Huber’s professional life is very closely tied to who she is as a person. As a parent, she tells her children that her primary job as a mother is to help them discover and develop their gifts and how they can use them to make the world a better place. “I feel the same for the university. I feel the same for our center. It’s knowing what we are, knowing what we do, knowing what we want to contribute, and then finding ways to make those contributions,” she states.

As might be expected, Huber is a member of a close-knit family. Husband John operates a long-time family clothing business, O’Connell Lucas and Chelf, in University Heights. “He’s a strong advocate, loves the city and is a big UB Believer in terms of UB’s impact on the community,” Huber says of her husband. They live in a large Victorian home in the Elmwood Village with their children, Elena, 8; Owen, 7; Claire, 4; and Natalie, 2, along with a big furry dog named Puck.

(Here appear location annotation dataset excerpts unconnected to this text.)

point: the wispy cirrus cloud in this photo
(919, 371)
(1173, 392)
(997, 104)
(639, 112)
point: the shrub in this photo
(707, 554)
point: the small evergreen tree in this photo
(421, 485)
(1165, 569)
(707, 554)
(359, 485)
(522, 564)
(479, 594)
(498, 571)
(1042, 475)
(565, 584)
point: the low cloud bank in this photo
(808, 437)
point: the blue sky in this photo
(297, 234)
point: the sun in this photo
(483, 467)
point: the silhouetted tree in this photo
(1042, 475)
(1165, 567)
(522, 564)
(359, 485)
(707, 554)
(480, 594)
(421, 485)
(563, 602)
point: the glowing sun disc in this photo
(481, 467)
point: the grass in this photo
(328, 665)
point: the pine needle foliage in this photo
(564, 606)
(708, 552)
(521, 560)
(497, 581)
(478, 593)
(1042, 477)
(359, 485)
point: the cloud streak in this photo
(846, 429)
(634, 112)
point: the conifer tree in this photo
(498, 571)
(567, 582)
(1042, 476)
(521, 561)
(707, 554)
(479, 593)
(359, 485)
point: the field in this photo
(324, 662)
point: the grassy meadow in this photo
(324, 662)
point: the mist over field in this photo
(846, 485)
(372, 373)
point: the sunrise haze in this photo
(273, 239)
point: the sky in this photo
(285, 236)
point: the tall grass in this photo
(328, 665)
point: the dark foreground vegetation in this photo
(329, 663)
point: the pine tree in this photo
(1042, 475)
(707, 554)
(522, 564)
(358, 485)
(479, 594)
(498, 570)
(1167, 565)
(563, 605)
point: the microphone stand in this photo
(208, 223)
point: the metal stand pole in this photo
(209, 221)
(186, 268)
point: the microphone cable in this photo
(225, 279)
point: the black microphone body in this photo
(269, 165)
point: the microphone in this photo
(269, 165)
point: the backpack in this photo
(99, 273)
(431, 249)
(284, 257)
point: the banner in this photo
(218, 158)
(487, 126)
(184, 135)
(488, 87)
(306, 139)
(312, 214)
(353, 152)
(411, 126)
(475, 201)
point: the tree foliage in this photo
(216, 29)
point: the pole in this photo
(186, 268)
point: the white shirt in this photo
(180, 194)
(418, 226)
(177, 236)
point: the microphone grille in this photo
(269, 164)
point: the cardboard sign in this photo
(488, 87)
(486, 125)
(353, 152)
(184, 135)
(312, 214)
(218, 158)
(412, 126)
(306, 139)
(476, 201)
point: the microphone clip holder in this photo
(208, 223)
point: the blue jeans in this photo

“When we got the dog before we were married, my husband suggested the name and I immediately thought of (the character in) “A Midsummer Night’s Dream,” and then I found out he was thinking of hockey. It was the first shared fallacy,” she laughs. “Our life is focused on hockey. We have an ice rink in our backyard in the winter, with lots of children always over.”

For Huber, education is the portal to everything meaningful, a belief that she has always held dear. And that’s what she hopes to develop with the Tanzania project.

“We plan to have a community group visit within a year, both to get researchers—students, faculty—who are interested in engaging in the research opportunity, but also to get community members who are interested. Just as we have an amazing relationship with the Buffalo schools that we’ve cultivated, we have the ability now to develop a similar environment with this community.

“It’s one of those projects that if you lay it out the right way, you know it will be successful because we have amazing expertise here. There is absolutely no reason why we can’t do great things together in terms of really making a difference in a sustainable way.”